When non-executive directors are appointed on the nomination of a third party, most commonly a shareholder, the nominee is entitled to have regard to the appointer's interests, but only to the extent that they are not incompatible with his or her duty to act in the interests of the company.
The non-executive director role has attracted much attention in terms of the importance of the role as an independent watchdog. The Corporate Governance Code, for example, requires the non-executive directors of listed companies to constructively challenge board strategy. In addition, it recommends that the board should appoint one independent non-executive director to be the senior independent director to provide a sounding board for the chair, and that the board should not agree to a full-time executive director taking on more than one non-executive directorship or the chair in a FTSE 100 company or equivalent Irish company (FTSE 350 equivalent).
Duties of directorsThe duties of directors in Ireland are grounded in case law, legislation and related rules and codes. These duties, predictably, echo those in other jurisdictions.
A codified set of principal directors' duties has been in force under the Companies Act. The list of eight codified duties has its origins in the common law historically developed by the courts in Ireland and the United Kingdom.
The principal fiduciary duties of directors that have been enumerated in the Companies Act are:
- to act in good faith in what the director considers to be in the interests of the company;
- to act honestly and responsibly in relation to the conduct of the company's affairs;
- to act in accordance with the company's constitution and exercise his or her powers only for the purposes allowed by law;
- to not use the company's property unless authorised;
- to not restrict their power to exercise an independent judgement, unless approved or in other limited circumstances;
- to avoid any conflicts of interest or competing duties unless permitted;
- to exercise the reasonable care, skill and diligence of a person with his or her knowledge and experience; and
- to have regard to the interests of the company's employees in general and of its members.

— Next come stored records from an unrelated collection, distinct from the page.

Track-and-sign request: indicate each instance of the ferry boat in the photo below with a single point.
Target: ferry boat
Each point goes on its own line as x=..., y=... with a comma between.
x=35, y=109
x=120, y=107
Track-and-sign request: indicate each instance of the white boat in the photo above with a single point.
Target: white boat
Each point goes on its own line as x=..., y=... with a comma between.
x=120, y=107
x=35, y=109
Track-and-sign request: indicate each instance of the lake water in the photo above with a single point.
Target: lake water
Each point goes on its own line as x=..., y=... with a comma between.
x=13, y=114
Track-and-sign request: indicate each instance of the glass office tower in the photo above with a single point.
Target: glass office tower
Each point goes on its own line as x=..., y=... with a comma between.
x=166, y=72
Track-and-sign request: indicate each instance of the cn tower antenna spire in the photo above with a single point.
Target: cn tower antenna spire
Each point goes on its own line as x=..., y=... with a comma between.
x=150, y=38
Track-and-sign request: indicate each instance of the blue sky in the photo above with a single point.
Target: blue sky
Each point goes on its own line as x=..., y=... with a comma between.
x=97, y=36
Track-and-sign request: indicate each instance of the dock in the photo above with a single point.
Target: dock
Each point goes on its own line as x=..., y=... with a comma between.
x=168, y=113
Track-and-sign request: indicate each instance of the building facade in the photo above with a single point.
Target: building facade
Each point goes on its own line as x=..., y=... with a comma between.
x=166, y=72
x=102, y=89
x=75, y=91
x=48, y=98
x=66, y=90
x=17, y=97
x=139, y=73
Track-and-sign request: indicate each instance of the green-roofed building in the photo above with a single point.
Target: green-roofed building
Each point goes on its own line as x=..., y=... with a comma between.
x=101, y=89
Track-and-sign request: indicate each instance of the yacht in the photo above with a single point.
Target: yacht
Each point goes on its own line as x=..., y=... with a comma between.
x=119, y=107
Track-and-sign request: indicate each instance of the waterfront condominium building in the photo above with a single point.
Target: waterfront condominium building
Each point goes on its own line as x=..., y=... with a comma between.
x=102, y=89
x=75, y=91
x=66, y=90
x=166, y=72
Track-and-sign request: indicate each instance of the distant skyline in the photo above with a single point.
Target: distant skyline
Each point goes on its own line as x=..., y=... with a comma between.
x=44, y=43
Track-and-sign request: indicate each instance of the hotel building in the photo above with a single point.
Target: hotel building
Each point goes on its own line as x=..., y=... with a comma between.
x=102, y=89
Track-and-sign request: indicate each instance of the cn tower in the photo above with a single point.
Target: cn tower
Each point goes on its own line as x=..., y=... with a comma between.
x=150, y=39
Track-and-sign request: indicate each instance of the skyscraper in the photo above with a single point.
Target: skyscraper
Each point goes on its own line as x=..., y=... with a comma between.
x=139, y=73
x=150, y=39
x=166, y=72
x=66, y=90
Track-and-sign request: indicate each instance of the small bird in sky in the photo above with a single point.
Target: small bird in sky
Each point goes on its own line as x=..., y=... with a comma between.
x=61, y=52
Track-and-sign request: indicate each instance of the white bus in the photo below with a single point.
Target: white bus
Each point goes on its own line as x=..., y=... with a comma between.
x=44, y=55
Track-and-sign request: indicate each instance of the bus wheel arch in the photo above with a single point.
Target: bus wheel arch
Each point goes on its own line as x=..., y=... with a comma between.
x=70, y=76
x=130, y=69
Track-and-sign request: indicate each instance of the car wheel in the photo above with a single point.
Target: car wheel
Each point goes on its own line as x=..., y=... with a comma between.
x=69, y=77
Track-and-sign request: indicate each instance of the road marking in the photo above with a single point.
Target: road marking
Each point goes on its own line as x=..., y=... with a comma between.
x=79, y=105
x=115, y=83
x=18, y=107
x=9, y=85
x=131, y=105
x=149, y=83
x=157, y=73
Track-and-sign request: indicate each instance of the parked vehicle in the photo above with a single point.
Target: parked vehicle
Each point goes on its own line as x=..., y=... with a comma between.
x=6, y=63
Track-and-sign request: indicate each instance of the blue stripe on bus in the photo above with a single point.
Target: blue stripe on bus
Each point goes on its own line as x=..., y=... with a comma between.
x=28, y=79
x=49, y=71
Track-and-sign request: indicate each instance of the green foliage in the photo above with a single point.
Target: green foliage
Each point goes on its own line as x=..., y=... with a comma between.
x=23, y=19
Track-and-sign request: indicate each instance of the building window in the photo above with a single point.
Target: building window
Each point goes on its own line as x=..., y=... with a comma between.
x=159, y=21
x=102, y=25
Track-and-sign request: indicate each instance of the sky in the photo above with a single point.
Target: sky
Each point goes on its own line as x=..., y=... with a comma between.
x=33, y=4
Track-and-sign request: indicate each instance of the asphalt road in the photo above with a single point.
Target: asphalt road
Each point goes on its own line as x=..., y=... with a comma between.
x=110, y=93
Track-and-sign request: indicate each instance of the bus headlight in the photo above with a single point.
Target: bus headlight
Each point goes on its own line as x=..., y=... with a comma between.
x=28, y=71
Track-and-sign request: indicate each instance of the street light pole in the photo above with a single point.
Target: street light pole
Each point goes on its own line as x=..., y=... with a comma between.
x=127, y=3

These duties are owed to the company and are enforceable by the company. The 2014 Act provides that these principles are based in common law and equitable principles, and that the new statutory duties must be interpreted and applied as such.
Appointment, term of office, removalThe appointment and removal of directors is generally governed by the company's constitution or articles of association. The right to elect directors is generally reserved to shareholders. The directors usually have the right to fill a casual vacancy, by a resolution of the directors passed at a board meeting or by unanimous written resolution of the directors, but this appointment might then, particularly with public companies, be subject to shareholders' confirmation at the next annual general meeting (AGM) after such an election. Under the Companies Act, the directors of a public limited company are required to retire by rotation unless the company's constitution provides otherwise. For listed companies to which the Corporate Governance Code applies, all the directors must be reappointed annually.
Apart from the terms of the constitution or articles of association, shareholders also have a statutory right to remove directors by way of resolution passed by simple majority, subject to the directors' right to attend the shareholders' meeting in question and to make representations.